By Sarah Falson
TOKYO: Toshiba and Fujitsu PC have joined Dell, Apple Computer and IBM’s Lenovo in recalling Sony lithium-ion batteries which now represents over six million units in the last month and represents the largest recall of its kind in the world.
The scare comes off the back of a well-reported incident two weeks ago when a passenger boarding an aircraft in Los Angeles found his Lenovo ThinkPad T47 sparking and smoking in his carry-on bag.
In a statement released by Sony on 29 September, microscopic metal particles included in the Sony batteries in question can short circuit when they come in contact with other parts of the battery cell.
Neither Toshiba nor Fujitsu PC have reported incidents of battery malfunctions, but both companies have released statements announcing that they’re complying with a global, Sony-funded replacement-program that will see Sony consult with its OEM customers to ascertain the quantities needed and the scheduling of replacement batteries.
“As of this time, we are not aware of any instances of battery pack problems involving Fujitsu notebook PCs similar to those that have been announced by Dell and Apple Computer,” said a statement posted on the Fujitsu PC website.
Fujitsu said it has chosen to comply with Sony’s battery replacement program and is recalling Lifebook P Series (P1510, P1510D, P7120 and P7120D), S Series (S7020, S7020D, S7025 and S7025D) and C Series (C1320 and C1320D) notebooks sold in Australia and around the globe.
The total number of Fujitsu PC notebooks to be recalled is yet to be confirmed.
Reports that Toshiba, on the other hand, has had to recall 830,000 faulty Sony notebook batteries, is hearsay, according to Mark Whittard, General Manager for Toshiba PC, in a statement he made to Current.com.au today.
“Our system design and safety issues means there is no risk of overheating,” Whittard told Current.com.au.
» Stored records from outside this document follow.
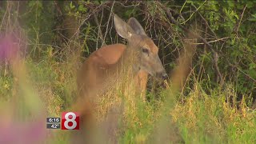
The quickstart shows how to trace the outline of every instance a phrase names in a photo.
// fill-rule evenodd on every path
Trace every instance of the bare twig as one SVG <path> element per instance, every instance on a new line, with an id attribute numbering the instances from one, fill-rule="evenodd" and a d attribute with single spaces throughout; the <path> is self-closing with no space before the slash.
<path id="1" fill-rule="evenodd" d="M 186 29 L 185 26 L 182 26 L 180 23 L 178 23 L 172 16 L 172 14 L 170 12 L 170 9 L 165 6 L 163 6 L 161 2 L 156 2 L 156 4 L 158 5 L 160 7 L 162 7 L 167 14 L 167 16 L 169 17 L 169 18 L 170 19 L 170 21 L 174 23 L 175 25 L 178 25 L 179 27 L 181 27 L 183 30 L 186 31 L 187 33 L 191 34 L 192 35 L 194 35 L 194 37 L 198 38 L 198 39 L 200 39 L 201 41 L 202 41 L 202 42 L 204 44 L 206 44 L 208 48 L 211 50 L 212 52 L 212 57 L 213 57 L 213 62 L 214 62 L 214 68 L 216 70 L 216 73 L 218 74 L 218 76 L 220 78 L 220 84 L 221 86 L 222 86 L 223 84 L 223 78 L 222 78 L 222 74 L 221 74 L 218 66 L 218 53 L 213 49 L 213 46 L 205 39 L 203 38 L 202 36 L 198 35 L 198 34 L 196 34 L 195 32 L 190 30 L 188 29 Z"/>

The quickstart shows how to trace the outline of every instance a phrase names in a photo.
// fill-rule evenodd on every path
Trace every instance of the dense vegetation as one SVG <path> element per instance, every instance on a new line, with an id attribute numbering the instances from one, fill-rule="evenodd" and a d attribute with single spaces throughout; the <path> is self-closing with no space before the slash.
<path id="1" fill-rule="evenodd" d="M 114 12 L 140 22 L 168 74 L 191 26 L 201 35 L 182 91 L 166 98 L 168 90 L 150 78 L 147 101 L 127 103 L 120 142 L 150 141 L 166 112 L 166 142 L 255 143 L 255 8 L 256 1 L 0 2 L 0 38 L 14 35 L 25 64 L 18 67 L 26 70 L 18 72 L 0 51 L 0 107 L 8 106 L 22 120 L 42 107 L 47 116 L 68 110 L 84 59 L 102 46 L 126 42 L 114 29 Z M 68 142 L 65 132 L 51 134 L 48 141 Z"/>

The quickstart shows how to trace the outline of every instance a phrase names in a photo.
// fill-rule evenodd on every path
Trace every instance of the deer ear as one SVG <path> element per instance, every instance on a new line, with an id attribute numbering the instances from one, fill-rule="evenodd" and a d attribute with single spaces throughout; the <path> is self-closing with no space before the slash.
<path id="1" fill-rule="evenodd" d="M 115 30 L 118 34 L 126 39 L 131 38 L 132 34 L 134 34 L 133 29 L 123 20 L 122 20 L 117 14 L 113 14 L 114 15 L 114 23 Z"/>
<path id="2" fill-rule="evenodd" d="M 130 18 L 128 20 L 127 23 L 133 29 L 135 34 L 141 34 L 141 35 L 146 35 L 144 31 L 144 29 L 141 26 L 141 24 L 139 24 L 139 22 L 137 21 L 136 18 Z"/>

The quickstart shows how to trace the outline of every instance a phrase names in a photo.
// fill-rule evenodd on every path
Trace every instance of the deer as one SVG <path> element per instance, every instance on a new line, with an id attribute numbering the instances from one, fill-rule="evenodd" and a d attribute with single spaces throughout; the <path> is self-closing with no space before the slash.
<path id="1" fill-rule="evenodd" d="M 122 77 L 133 81 L 140 93 L 145 93 L 148 74 L 159 80 L 168 75 L 158 56 L 158 48 L 146 34 L 144 29 L 134 18 L 127 22 L 113 14 L 116 32 L 127 39 L 128 44 L 112 44 L 93 52 L 84 62 L 78 73 L 78 94 L 87 99 L 79 101 L 80 106 L 102 95 Z"/>

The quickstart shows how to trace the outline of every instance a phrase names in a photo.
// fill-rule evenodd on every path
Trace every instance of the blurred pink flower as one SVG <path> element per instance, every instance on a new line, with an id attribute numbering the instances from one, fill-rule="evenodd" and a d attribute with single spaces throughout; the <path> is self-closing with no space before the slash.
<path id="1" fill-rule="evenodd" d="M 2 126 L 3 123 L 0 123 L 0 143 L 43 143 L 46 138 L 46 118 L 26 122 L 13 121 L 9 126 Z"/>

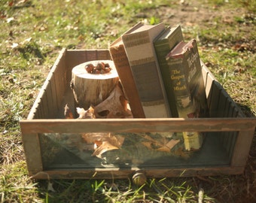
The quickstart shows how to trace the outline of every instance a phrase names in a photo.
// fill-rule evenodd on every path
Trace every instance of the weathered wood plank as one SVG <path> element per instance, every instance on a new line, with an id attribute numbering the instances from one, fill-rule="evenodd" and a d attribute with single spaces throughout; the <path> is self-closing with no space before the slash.
<path id="1" fill-rule="evenodd" d="M 233 152 L 231 166 L 245 165 L 254 132 L 254 129 L 239 132 Z"/>
<path id="2" fill-rule="evenodd" d="M 254 129 L 256 119 L 36 120 L 21 120 L 20 123 L 24 133 L 224 132 Z"/>
<path id="3" fill-rule="evenodd" d="M 131 177 L 136 171 L 144 172 L 147 178 L 191 177 L 191 176 L 216 176 L 224 174 L 239 174 L 244 170 L 243 167 L 230 168 L 228 166 L 212 166 L 209 168 L 113 168 L 111 170 L 105 168 L 73 169 L 44 171 L 35 173 L 35 179 L 114 179 Z"/>
<path id="4" fill-rule="evenodd" d="M 21 125 L 23 132 L 23 126 Z M 28 170 L 30 175 L 43 171 L 39 138 L 37 134 L 22 134 Z"/>

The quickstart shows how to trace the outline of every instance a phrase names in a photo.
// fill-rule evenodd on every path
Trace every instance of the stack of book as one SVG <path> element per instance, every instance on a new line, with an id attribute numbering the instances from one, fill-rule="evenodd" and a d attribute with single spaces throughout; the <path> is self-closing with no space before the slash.
<path id="1" fill-rule="evenodd" d="M 134 118 L 207 116 L 197 41 L 184 41 L 180 25 L 139 23 L 109 47 Z M 203 135 L 183 132 L 187 150 L 199 150 Z"/>

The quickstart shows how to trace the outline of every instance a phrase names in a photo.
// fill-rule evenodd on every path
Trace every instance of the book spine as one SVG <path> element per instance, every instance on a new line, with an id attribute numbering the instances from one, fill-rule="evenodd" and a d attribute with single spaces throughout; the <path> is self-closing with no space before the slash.
<path id="1" fill-rule="evenodd" d="M 148 32 L 122 38 L 145 117 L 169 117 L 169 107 L 164 98 L 165 89 L 161 86 L 162 77 L 157 70 L 153 39 Z"/>
<path id="2" fill-rule="evenodd" d="M 189 85 L 187 80 L 184 58 L 170 58 L 168 61 L 171 71 L 170 80 L 173 86 L 175 101 L 179 117 L 194 117 L 195 107 L 193 105 Z M 203 135 L 197 132 L 183 132 L 186 150 L 198 150 L 203 143 Z"/>
<path id="3" fill-rule="evenodd" d="M 128 98 L 133 117 L 145 118 L 145 116 L 123 44 L 111 47 L 109 51 L 124 89 L 124 93 Z"/>
<path id="4" fill-rule="evenodd" d="M 160 70 L 161 72 L 163 85 L 166 89 L 169 106 L 171 110 L 172 117 L 178 117 L 177 107 L 174 102 L 174 92 L 170 81 L 170 70 L 166 60 L 167 53 L 180 41 L 183 41 L 183 35 L 181 26 L 173 29 L 173 32 L 167 38 L 157 40 L 154 43 L 154 49 L 156 51 Z M 172 32 L 171 29 L 170 32 Z"/>
<path id="5" fill-rule="evenodd" d="M 191 99 L 196 108 L 196 117 L 209 116 L 206 94 L 202 74 L 202 65 L 197 50 L 196 40 L 191 40 L 191 49 L 185 53 L 186 65 L 187 66 L 187 80 Z"/>

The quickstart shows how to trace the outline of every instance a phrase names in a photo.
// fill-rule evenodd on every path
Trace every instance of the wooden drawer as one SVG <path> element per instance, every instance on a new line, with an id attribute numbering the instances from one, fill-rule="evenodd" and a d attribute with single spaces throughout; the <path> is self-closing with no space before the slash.
<path id="1" fill-rule="evenodd" d="M 69 86 L 72 68 L 96 59 L 111 59 L 108 50 L 63 49 L 59 53 L 28 118 L 20 121 L 29 175 L 107 179 L 127 177 L 136 171 L 148 177 L 243 172 L 256 120 L 243 115 L 203 63 L 209 118 L 65 119 L 66 104 L 75 110 Z M 137 144 L 145 135 L 157 140 L 159 133 L 184 131 L 205 133 L 199 151 L 160 153 Z M 117 135 L 124 140 L 123 147 L 107 158 L 93 156 L 83 141 L 83 135 L 90 133 Z"/>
“Our system design is safe: the way we charge our batteries is different from other vendors. Users can continue to use Toshiba notebooks with peace of mind,” he said.
As for the number of Toshiba notebooks recalled, Whittard said: “I don’t know the exact number worldwide – I don’t think Toshiba has published a number. We haven’t announced a recall, all we’re saying is we’re cooperating with Sony.”
When asked if Toshiba would continue working with Sony in the future, Whittard commented, “Yes, we will. There shouldn’t be any problems. The batteries they make for us are of certain specifications. We use protection mechanisms; the way we charge and draw charge from the batteries is different from other vendors.”
Sony Australia has not made a formal statement regarding the latest battery-recall, and representatives were unavailable for comment today.